For a moment she had been tempted to tell them a little; that she had looked out and seen a moving shadow in the grove. But she had remembered in time that they would ask why she had reserved this testimony at the coroner's inquest. Her rĂ´le was to know nothing. Indubitably the shot had been fired from the trees; nobody questioned that; why involve herself? They would discharge still another set of questions at her, among others why she had not telephoned for the police.

As she hung up her gown she recognised the heavy footfalls of her maid of all work, and when Frieda knocked, bade her enter, employing those cool impersonal tones so resented by the European servant after a brief sojourn on the dedicated American soil.

As the girl closed the door behind her without speaking, Mrs. Balfame turned sharply. She felt at a disadvantage. As her figure was reasonably slim, she wore a cheap corset which she washed once a month[Pg 140] in the bath tub with her nailbrush; and her linen, although fresh, as ever, was of stout longcloth, and unrelieved by the coquetry of ribbons. She wore a serviceable tight petticoat of black jersey, beyond which her well-shod feet seemed to loom larger than her head.
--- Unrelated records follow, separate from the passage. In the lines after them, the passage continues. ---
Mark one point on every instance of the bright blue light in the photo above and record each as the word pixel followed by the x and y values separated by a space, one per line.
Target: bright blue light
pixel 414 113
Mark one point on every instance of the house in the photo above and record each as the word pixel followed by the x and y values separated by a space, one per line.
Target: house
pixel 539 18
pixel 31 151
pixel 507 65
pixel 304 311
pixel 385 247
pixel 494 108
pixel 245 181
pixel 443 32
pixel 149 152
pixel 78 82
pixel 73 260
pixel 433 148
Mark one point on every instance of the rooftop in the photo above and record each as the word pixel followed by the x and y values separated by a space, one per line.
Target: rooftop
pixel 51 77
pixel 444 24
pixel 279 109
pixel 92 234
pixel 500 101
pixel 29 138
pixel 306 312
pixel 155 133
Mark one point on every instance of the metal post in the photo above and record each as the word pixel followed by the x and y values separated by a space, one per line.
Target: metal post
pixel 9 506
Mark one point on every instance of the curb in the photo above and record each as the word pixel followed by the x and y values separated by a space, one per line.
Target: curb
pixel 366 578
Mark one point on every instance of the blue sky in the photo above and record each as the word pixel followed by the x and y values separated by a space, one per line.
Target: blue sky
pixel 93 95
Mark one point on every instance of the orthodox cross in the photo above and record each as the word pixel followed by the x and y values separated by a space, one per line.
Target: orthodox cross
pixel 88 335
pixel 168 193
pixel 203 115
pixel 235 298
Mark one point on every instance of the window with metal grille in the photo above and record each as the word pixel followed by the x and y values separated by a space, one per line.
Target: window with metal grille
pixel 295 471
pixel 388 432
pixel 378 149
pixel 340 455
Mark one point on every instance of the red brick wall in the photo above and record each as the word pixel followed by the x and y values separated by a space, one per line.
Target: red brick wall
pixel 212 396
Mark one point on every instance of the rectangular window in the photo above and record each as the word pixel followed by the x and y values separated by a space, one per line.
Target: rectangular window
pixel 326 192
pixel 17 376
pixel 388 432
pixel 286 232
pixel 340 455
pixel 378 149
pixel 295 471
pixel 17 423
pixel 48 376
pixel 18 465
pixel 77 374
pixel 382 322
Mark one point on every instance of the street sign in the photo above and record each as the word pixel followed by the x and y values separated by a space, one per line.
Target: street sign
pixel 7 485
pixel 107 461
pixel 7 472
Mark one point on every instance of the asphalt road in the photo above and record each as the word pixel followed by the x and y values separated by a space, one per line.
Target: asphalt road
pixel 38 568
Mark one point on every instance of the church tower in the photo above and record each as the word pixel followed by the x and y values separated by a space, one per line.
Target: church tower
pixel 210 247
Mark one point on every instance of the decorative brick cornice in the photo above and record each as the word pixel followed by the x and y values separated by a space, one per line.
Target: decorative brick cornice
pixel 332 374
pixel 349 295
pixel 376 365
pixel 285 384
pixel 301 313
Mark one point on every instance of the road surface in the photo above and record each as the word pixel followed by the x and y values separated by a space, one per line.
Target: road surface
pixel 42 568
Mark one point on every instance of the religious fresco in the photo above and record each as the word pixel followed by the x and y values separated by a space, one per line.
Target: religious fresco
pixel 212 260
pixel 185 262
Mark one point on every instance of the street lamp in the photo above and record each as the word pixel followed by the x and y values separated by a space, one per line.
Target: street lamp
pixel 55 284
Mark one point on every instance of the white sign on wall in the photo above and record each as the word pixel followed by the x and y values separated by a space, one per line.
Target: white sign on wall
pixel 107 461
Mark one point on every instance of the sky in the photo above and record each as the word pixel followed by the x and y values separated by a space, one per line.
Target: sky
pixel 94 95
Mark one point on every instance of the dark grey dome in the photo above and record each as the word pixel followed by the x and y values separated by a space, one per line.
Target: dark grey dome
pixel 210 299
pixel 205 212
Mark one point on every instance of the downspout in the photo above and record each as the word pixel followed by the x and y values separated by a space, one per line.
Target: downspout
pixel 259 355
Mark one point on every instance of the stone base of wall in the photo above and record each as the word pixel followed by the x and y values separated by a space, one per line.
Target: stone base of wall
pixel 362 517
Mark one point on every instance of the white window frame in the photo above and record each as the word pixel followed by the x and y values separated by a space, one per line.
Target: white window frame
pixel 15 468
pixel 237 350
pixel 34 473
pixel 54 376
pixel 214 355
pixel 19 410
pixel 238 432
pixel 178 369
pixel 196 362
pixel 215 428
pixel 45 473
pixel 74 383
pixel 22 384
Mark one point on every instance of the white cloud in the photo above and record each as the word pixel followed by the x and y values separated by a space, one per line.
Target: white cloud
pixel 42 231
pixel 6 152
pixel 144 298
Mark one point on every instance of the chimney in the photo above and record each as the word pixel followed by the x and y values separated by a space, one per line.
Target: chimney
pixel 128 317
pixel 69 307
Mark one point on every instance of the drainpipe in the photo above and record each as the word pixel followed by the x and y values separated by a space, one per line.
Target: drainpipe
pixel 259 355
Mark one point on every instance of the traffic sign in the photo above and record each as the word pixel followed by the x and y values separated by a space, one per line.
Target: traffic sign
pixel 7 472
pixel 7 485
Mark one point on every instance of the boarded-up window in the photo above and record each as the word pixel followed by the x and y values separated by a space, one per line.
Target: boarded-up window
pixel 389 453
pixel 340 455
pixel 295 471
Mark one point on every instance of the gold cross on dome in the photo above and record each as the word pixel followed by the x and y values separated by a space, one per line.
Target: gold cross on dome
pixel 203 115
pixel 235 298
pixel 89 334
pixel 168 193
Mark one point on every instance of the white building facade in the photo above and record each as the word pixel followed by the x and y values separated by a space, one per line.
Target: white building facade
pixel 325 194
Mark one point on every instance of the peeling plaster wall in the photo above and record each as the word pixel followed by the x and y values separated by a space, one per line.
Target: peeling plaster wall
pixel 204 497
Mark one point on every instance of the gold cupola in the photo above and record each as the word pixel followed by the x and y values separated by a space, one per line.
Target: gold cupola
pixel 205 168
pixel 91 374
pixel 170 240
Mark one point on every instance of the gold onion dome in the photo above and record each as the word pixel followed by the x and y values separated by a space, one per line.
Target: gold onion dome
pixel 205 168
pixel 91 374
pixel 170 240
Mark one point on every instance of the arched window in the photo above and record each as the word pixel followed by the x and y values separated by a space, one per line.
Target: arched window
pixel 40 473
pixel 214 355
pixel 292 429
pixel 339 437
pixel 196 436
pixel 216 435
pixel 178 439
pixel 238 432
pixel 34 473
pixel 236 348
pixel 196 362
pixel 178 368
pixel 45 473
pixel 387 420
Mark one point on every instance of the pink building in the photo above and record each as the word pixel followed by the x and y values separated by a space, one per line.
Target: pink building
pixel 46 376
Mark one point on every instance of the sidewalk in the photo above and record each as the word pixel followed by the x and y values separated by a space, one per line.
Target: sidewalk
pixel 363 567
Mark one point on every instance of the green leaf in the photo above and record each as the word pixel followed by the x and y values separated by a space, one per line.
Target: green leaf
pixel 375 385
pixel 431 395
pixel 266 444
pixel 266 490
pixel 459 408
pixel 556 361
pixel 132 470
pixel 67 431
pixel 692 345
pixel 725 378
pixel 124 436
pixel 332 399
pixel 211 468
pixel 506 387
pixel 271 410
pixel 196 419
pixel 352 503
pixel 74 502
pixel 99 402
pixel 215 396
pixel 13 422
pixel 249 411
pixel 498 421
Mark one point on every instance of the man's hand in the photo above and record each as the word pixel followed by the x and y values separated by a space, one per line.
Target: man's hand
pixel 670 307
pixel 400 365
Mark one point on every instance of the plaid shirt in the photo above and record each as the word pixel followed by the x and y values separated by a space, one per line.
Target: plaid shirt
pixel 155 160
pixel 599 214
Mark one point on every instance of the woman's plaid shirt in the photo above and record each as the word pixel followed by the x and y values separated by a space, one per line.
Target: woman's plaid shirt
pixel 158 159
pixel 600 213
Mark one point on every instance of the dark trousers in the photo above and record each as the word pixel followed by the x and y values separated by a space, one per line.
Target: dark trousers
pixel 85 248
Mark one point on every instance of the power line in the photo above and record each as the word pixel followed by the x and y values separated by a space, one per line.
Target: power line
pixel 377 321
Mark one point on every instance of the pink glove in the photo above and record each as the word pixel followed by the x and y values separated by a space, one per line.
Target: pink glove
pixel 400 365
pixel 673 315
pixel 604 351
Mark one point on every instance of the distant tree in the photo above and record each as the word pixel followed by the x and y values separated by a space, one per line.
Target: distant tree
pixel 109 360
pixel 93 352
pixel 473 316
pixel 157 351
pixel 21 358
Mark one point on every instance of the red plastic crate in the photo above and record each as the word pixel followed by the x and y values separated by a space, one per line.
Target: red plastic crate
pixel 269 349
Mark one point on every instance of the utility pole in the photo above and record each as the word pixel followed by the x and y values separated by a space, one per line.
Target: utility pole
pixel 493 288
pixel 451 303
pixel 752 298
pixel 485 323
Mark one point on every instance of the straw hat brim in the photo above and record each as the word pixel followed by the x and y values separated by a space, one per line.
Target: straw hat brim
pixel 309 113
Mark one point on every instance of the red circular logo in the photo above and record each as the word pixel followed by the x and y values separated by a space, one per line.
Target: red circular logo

She was vaguely grateful that she had not been caught by Alys Crumley, so fond of sketching her, and was about to order Frieda to untie her tongue and be gone, when she noticed that the girl's face was no longer bound, and asked kindly:

[Pg 140]

"Has the toothache gone? I hope you do not suffer any longer."

Frieda lifted her small and crafty eyes and shot a suspicious glance at the mistress who had been so indifferent to what she believed to be the worst of all pains.

"It's out."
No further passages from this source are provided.